Friedlander v. Friedlander, 149 F.3d 739, 740 (7th Cir. 1998). Federal courts generally do not have the expertise or resources to provide the ongoing judicial supervision typically required in core domestic relations matters. Ankenbrandt, 504 U.S. at 703-04; Lloyd v. Loeffler, 694 F.2d 489, 492 (7th Cir. 1982). Nor is it an efficient use of judicial resources to have a federal court determine in ancillary domestic relations proceedings issues already familiar to the state court that conducted the initial core proceedings. Lloyd, 694 F.2d at 492. Furthermore, where a state judicial decree is subject to modification, allowing federal courts to rule on common issues risks inconsistent decrees or resolution of issues in piecemeal, duplicative or inexpert ways. Id. at 492-93.

The case at bar falls outside the domestic relations exception to federal diversity jurisdiction and should therefore not be remanded to state court on that basis. The pending negligence action is clearly not a core domestic relations proceeding because it does not seek a divorce, alimony or child custody decree.

It is further not in the penumbra of the core. None of the reasons justifying restraint in the penumbra and remand to state court apply in this case. While it is true that this Court does not have expertise in determining the appropriate amount of child support or the collateral resources typically attendant to state family courts, a remand would not send this case back to a state family court. On the contrary, after a remand, this case would be decided by a state court jury, see 750 ILCS 45/13(b), which is no better equipped to consider child support matters than a federal court jury. In addition, because the matters at issue in this case concern the appropriate amount of past child support for a discrete period, there is simply no need for continuing judicial supervision. Thus, this Court is not handicapped by failing to have the supporting resources available to state family courts.

This forum is also no less efficient in resolving the issues in this particular case than the state court that would hear the case if it were remanded. Neither court has experience with the specific core domestic relations proceedings between Pate and Spiller that would inform or streamline a decision in this case.

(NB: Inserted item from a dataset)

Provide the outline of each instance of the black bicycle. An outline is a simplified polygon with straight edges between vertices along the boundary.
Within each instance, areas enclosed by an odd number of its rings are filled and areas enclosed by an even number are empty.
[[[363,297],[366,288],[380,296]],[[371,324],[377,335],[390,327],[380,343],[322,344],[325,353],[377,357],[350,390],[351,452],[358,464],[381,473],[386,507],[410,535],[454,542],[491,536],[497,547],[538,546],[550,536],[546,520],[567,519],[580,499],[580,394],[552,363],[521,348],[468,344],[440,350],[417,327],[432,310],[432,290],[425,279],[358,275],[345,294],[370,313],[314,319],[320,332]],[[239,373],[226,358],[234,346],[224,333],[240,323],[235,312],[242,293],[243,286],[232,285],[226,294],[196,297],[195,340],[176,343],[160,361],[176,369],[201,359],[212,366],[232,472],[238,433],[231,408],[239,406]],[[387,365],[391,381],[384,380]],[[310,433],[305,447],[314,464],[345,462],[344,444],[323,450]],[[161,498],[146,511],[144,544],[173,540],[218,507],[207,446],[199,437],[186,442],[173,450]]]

Finally, it is highly unlikely that, whatever the result of this case, a state family court would issue an inconsistent ruling. While it is conceivable that the state family court monitoring Spiller's prospective child support obligations could modify its order to determine an appropriate amount of child support for the period before 2008, see 750 ILCS 45/14(b) ("The Court may order any child support payments to be made for a period prior to the commencement of the action."), the Court believes such a modification is highly unlikely more than a year after it issued its original child support order.

In sum, the rationale for leaving to state courts certain matters relating to domestic relations is simply not applicable in this case, a tort claim over which the Court otherwise has federal diversity jurisdiction.

C. Abstention/Comity

Finally, in light of the fact that there is no ongoing state proceeding concerning child support for the discrete period at issue in this case and there are no "difficult questions of state law bearing on policy problems of substantial public import whose importance transcends the result in the case . . . at bar," Colorado River Water Conservation Dist. v. United States, 424 U.S. 800, 814 (1976), abstention from exercising jurisdiction is inappropriate.

III. Conclusion

For the foregoing reasons, the Court will exercise jurisdiction over this case. The Court DENIES the motion to remand embedded in the plaintiffs' response (Doc. 23) and DISCHARGES the outstanding show cause order (Doc. 20).